The court next turned to whether Solid Host had sufficiently pleaded that NameCheap knew of Doe’s cybersquatting. The court explained that to allege this element, Solid Host was required to plead not only that NameCheap knew that Doe was trafficking in a domain name similar to or identical to Solid Host’s mark, but also knew that Doe was doing so with a bad-faith intent to profit from that mark. Further, the court explained that because some people use the privacy services for legitimate reasons, NameCheap could not be expected to analyze the good or bad faith of every customer that wanted to remain anonymous. Accordingly, the court indicated that “exceptional circumstances” must be shown to prove the degree of knowledge required to impose contributory liability for cybersquatting in this case.

Applying that test, the court noted the complaint’s allegations that Solid Host gave NameCheap a sworn declaration attesting to the relevant facts that allegedly “would have lead a normal and prudent person to conclude that the domain it registered had been stolen.” Based on this allegation, the court found that it could not conclude, as a matter of law, that Solid Host would not be able to prove exceptional circumstances satisfying the knowledge requirement for contributory liability. However, the court noted that the mere receipt of a demand letter from a third party would generally not suffice to provide notice of the illegitimate use of a domain name so as to justify the imposition of contributory liability. Moreover, where a demand letter is accompanied by sufficient evidence of a violation, the court found that the defendant may have a duty to investigate. The extent of that duty to investigate, however, would be circumscribed by the relative difficulty of confirming or denying the accusation under the facts of a particular case.

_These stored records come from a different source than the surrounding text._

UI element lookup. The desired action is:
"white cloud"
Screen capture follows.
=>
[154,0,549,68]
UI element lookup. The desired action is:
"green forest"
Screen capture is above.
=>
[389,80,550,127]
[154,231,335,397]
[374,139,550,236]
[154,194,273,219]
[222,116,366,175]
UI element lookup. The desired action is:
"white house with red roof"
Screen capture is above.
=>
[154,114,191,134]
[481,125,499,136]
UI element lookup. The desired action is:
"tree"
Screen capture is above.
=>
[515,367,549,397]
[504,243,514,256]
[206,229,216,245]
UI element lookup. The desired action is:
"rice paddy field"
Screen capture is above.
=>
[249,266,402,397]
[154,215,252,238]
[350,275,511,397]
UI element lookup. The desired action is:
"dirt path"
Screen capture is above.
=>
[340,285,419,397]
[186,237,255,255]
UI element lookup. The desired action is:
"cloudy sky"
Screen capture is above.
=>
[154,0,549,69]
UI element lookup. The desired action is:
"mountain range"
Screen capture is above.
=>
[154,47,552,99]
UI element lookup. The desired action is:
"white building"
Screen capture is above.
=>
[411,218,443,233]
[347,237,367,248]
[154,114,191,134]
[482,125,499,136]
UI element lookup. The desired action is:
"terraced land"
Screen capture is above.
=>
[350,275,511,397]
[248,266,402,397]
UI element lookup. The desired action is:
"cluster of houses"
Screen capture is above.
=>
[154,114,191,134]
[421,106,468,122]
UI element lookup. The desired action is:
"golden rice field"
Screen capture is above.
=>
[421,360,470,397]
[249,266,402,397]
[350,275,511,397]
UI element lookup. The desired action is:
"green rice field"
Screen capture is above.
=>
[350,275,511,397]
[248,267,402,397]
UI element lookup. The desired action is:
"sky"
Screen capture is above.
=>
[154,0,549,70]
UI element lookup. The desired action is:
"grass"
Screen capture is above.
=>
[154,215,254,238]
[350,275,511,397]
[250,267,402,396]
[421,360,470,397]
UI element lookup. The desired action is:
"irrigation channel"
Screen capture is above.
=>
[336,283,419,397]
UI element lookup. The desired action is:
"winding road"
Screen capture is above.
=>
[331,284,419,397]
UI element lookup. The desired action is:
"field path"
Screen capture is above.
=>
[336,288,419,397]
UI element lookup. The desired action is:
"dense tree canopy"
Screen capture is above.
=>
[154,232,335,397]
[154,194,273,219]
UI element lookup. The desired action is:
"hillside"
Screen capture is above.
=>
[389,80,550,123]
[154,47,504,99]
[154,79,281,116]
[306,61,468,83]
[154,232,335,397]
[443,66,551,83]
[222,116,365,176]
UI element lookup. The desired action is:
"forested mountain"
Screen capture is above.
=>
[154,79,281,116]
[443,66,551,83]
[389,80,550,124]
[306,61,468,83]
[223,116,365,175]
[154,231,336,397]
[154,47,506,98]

This decision is one of the few decisions addressing contributory cybersquatting as applied to domain name registrars, and it may be the first case where a cybersquatting claim has been pursued against the provider of private-registration services instead of against the registrar’s customer. Although the facts of the case are unusual because it dealt with the alleged hijacking of ownership of a domain name as opposed to traditional cybersquatting, the court’s discussion of the standards for determining contributory cybersquatting for a domain name registrar may nevertheless be useful in future cases.